The devotees strained over each other's shoulders to see the doors of Muruga's inner temple burst open and the camphor lights flame around him at the climax of the ceremony. At certain intervals every person in the line circled, holding his hands above his head. Many knelt down in complicated prostrations, placing first one cheek, then the other, then the forehead against the paving.

It was at these sacred moments that the little old man became convulsed with laughter, twisting and skipping crazily, almost derisively through the ordered line. Christopher nudged Irish Swami.

"Don't the priests mind?"

"He's been here for years. Never misses this puja." Irish Swami followed the little man's weavings with a smile as though having to see him afresh through Christopher. "Why should they mind?" he asked provocatively.

"After all, he's mad. If he hasn't been cured for years he probably won't be. I mean, he looks as though he's making fun of the whole thing."

"Sacrilege?" offered Irish Swami, turning to look at Christopher witheringly through his lenses. "Isn't that the word you're reaching for? There is no sacrilege here. Everything is sacred."

Christopher barely caught the words above the crescendo of drums inside the temple. Irish Swami's round bronze eyes turned away to find the mad dancer before Christopher could decide what was meant.

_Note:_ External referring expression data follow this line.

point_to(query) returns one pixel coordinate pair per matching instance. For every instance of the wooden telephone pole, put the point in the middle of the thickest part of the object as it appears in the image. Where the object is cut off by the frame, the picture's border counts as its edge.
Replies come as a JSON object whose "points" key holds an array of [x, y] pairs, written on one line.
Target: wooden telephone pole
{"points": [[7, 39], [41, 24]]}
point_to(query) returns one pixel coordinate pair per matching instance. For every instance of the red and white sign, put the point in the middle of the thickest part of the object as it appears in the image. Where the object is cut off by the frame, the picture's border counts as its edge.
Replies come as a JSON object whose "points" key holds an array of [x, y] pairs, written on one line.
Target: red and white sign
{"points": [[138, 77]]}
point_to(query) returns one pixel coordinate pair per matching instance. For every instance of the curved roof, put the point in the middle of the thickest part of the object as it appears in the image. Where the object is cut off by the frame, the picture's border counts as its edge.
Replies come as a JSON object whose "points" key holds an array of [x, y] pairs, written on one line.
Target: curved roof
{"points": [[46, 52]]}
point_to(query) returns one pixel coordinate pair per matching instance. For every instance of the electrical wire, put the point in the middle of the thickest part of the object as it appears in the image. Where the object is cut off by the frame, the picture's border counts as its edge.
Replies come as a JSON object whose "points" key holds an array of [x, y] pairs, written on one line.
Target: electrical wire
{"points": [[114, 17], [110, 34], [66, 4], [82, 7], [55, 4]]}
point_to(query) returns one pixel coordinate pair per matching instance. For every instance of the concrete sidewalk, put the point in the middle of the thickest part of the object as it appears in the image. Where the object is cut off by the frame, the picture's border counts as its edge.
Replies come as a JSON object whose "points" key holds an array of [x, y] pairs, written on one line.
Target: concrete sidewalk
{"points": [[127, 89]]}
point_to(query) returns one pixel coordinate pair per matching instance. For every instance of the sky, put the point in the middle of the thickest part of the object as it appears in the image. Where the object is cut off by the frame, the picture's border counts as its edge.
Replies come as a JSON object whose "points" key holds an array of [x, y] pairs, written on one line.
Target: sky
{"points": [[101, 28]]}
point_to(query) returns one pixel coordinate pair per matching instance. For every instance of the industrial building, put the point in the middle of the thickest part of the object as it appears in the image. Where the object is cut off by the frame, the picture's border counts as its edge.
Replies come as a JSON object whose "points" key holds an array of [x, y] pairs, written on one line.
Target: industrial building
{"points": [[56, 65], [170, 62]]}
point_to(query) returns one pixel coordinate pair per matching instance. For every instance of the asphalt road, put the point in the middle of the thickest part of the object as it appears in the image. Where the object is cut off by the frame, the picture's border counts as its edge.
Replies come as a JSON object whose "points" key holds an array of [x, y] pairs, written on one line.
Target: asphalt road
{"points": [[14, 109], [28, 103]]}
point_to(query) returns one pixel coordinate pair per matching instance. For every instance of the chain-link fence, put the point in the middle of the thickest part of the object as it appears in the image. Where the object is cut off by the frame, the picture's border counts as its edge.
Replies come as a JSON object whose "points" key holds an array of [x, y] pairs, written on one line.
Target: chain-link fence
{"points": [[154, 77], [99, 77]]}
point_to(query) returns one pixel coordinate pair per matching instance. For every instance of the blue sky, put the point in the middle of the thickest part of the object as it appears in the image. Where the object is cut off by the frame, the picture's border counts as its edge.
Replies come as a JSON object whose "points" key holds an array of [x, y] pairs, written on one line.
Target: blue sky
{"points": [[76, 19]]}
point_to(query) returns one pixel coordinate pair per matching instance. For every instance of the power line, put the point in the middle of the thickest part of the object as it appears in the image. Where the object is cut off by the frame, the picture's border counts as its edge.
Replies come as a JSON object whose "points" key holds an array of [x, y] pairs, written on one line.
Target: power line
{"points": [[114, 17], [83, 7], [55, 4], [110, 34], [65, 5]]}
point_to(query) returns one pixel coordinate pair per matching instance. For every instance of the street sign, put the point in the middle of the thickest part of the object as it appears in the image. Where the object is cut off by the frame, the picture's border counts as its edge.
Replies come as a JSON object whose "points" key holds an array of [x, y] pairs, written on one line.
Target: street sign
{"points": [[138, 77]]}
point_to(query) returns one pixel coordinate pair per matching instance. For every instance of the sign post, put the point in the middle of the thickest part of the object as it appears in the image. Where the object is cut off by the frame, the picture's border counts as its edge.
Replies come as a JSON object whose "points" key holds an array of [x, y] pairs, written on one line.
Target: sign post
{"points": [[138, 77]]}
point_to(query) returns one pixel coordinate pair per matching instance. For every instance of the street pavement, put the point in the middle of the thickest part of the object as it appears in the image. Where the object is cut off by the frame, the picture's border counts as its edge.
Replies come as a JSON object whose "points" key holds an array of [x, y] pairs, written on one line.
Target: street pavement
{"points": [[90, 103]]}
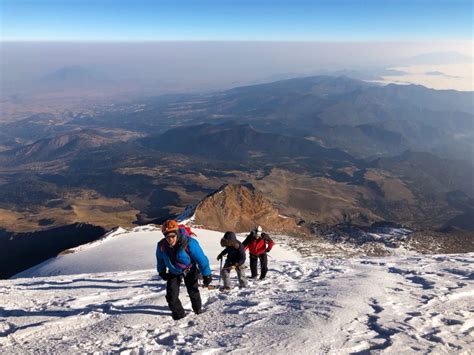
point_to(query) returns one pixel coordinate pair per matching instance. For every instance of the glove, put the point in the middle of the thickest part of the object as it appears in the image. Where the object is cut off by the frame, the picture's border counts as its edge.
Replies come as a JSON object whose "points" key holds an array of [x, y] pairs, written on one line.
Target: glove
{"points": [[206, 280]]}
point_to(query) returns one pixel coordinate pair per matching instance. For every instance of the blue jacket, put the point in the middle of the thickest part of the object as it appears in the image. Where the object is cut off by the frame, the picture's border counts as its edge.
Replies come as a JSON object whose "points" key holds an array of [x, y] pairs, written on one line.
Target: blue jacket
{"points": [[185, 255]]}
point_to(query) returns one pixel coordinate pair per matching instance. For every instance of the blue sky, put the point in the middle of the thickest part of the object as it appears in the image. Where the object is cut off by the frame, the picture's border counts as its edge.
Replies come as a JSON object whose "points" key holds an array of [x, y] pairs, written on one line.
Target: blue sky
{"points": [[297, 20]]}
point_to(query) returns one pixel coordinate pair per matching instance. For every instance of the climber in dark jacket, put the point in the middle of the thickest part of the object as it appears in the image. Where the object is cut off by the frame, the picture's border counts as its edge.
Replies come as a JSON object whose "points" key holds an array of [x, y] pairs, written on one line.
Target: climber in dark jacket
{"points": [[182, 256], [259, 244], [235, 259]]}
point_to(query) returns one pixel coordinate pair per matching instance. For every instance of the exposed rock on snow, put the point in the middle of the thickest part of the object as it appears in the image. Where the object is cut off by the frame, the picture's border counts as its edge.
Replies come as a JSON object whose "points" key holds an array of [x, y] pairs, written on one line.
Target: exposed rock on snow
{"points": [[239, 208]]}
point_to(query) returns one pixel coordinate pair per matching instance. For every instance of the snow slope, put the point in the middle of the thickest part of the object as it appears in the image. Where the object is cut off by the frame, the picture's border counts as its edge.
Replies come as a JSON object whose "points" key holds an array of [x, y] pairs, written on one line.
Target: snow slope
{"points": [[404, 304], [128, 250]]}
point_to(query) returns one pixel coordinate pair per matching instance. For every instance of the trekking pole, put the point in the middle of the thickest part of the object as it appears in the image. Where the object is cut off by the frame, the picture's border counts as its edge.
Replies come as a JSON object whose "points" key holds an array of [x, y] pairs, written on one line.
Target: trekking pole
{"points": [[220, 271]]}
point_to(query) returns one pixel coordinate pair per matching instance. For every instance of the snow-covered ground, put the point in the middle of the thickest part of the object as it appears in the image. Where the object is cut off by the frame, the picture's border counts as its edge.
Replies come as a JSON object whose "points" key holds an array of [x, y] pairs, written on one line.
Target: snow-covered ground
{"points": [[404, 304]]}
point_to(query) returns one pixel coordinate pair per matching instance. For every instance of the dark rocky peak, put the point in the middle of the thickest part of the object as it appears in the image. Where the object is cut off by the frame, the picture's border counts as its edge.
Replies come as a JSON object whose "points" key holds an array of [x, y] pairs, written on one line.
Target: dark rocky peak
{"points": [[239, 208]]}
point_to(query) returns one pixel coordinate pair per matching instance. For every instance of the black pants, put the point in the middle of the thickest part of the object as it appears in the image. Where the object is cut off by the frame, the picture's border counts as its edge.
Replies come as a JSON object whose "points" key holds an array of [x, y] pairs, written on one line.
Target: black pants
{"points": [[263, 265], [172, 293]]}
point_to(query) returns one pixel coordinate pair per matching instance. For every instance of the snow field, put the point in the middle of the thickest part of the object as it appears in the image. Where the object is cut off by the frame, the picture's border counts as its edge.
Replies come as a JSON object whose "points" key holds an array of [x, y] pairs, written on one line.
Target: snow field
{"points": [[404, 304]]}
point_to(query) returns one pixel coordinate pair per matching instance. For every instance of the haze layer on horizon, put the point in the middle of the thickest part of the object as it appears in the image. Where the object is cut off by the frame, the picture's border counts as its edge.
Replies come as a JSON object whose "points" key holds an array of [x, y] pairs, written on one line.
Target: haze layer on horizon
{"points": [[210, 65]]}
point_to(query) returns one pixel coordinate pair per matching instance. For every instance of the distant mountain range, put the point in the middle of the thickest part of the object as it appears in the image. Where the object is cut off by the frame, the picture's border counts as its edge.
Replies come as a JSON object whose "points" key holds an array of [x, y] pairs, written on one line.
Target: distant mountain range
{"points": [[322, 149]]}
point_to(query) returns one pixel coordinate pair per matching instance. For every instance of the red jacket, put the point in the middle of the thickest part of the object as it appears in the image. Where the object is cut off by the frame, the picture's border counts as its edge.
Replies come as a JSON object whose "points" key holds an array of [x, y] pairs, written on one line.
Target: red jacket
{"points": [[258, 246]]}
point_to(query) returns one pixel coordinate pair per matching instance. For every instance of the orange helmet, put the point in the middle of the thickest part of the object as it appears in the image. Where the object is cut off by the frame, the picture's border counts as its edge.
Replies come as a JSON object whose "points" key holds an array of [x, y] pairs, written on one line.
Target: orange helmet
{"points": [[169, 226]]}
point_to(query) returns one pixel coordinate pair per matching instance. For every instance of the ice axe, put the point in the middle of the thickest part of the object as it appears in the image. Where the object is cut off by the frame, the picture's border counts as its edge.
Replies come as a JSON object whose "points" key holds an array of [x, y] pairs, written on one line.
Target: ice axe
{"points": [[220, 271]]}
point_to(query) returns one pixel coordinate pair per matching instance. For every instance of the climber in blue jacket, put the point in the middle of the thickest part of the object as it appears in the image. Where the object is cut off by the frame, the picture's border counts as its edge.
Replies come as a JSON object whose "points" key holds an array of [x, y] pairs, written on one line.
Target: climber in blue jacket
{"points": [[184, 259]]}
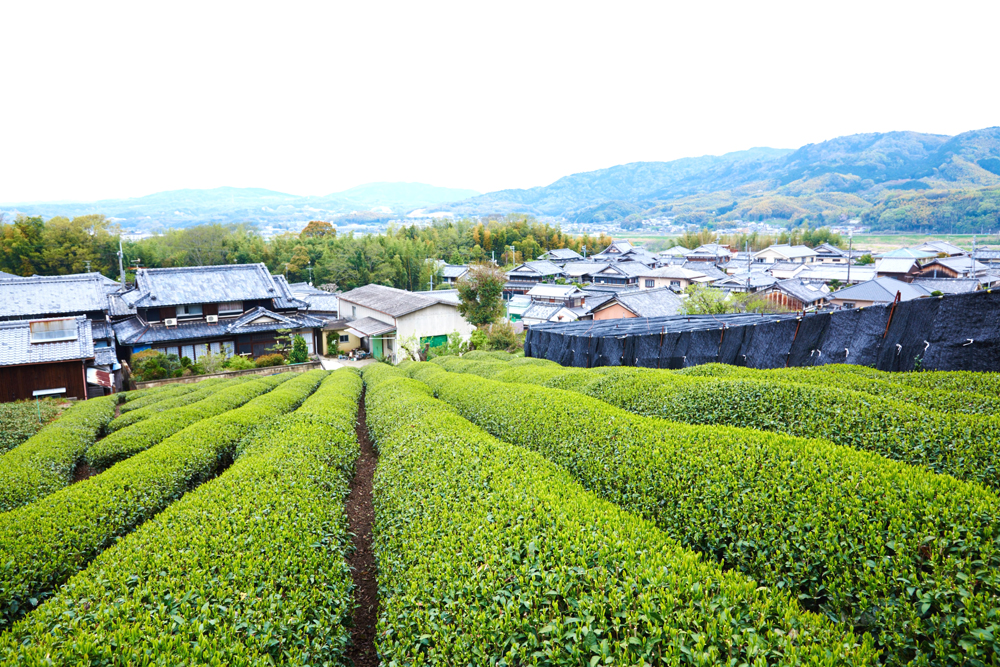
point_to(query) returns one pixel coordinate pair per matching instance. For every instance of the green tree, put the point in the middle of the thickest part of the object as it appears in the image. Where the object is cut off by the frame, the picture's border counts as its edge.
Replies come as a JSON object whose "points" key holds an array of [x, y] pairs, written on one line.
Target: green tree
{"points": [[300, 351], [480, 292]]}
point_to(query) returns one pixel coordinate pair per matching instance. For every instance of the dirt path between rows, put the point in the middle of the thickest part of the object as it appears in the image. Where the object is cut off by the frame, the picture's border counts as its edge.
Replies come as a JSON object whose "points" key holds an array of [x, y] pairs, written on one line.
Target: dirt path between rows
{"points": [[360, 515]]}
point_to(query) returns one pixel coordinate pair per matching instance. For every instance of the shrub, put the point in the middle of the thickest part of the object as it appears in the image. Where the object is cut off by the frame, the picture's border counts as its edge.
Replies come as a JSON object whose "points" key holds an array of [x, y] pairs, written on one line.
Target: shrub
{"points": [[490, 555], [22, 419], [239, 363], [45, 462], [300, 351], [196, 554], [269, 360], [72, 526], [907, 555], [128, 441]]}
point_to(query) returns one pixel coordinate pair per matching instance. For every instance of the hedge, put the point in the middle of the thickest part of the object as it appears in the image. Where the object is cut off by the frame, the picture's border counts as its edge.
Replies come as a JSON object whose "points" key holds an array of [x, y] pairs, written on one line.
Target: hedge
{"points": [[135, 400], [932, 399], [964, 446], [45, 462], [43, 544], [909, 556], [143, 435], [249, 568], [490, 555], [163, 405]]}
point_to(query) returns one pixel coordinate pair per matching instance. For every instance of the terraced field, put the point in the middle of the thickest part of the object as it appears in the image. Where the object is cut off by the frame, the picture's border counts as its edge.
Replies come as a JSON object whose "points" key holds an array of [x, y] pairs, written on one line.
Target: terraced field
{"points": [[491, 510]]}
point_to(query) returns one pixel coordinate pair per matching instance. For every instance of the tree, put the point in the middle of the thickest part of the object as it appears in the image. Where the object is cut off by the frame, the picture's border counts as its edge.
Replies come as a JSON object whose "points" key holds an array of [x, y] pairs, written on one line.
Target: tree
{"points": [[480, 292], [318, 228], [300, 351]]}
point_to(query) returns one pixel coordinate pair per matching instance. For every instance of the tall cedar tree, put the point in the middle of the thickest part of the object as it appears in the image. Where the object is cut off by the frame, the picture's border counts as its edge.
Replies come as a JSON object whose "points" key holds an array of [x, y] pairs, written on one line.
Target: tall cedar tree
{"points": [[480, 293]]}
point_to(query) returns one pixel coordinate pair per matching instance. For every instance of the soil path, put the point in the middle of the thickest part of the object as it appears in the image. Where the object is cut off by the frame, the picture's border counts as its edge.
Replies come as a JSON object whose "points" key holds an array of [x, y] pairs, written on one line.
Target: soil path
{"points": [[360, 515]]}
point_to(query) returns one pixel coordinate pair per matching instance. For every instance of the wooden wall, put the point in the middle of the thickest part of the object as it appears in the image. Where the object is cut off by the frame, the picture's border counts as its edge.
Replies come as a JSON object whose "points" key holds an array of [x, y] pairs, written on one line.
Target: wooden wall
{"points": [[17, 382]]}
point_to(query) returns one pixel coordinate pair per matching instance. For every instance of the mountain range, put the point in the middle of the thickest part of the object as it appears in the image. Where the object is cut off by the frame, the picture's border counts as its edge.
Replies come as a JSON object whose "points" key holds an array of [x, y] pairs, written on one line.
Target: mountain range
{"points": [[892, 180], [183, 208]]}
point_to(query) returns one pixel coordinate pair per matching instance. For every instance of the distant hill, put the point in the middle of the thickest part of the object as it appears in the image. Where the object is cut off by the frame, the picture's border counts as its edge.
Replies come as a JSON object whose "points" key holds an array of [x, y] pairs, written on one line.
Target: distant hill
{"points": [[857, 175], [182, 208]]}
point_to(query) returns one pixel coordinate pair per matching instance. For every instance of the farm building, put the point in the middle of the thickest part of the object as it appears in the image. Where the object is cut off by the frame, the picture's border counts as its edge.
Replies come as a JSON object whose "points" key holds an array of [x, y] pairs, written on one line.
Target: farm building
{"points": [[46, 357], [230, 309], [382, 317]]}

"Besides, they're not so sure that he's mad. They know there's more than a chance that we've gone wrong. Perhaps we've forgotten how to dance before the Divine. What would you like for him if he were your father, Christopher? This or a mental home?"

Within the outer parapet was a cluster of women. They had started the puja by swaying their hips slowly in time to the drums. Now two were caught up in an erotic pelvic beat while a third was kneeling and bringing her head towards the paving in a repeated act of submission. It came lower and lower every time.

He caught a glimpse of it as it flung back, ecstatic, eyes staring, mouth wide open. By now he was supplying his own answers. If these were hysterical women why shouldn't they work it out in the temple? Nothing churchy here. The drumbeats were closing in on themselves.

Women were still washing on the temple steps and the man with mother-in-law trouble slept. The little man was writhing his dance of laughter and the woman was pounding her head against the stone. Suddenly the drums stopped. The worshippers pivoted with raised hands, crying "Haro-hara," and stared into the temple. When it was all over the dancer-devotee sat quietly against a wall. A priest walked towards the thrashing woman.

As her head came up he threw sacred ashes expertly into her gaping mouth. The shock of it stopped her dead.

"Well?" asked Irish Swami, turning to Christopher.

He looked around the courtyard for the right word. People were coming out with red and yellow smears on their foreheads. He drew a deep, impotent sigh. What could he say that wouldn't merit a rebuke? What could he say at all? Good, frightful, cathartic? The word wasn't in the adjective category. His whole vocabulary was crippled.

"It seems to work," he said, pleading lenience.

Irish Swami was mystified. "It does."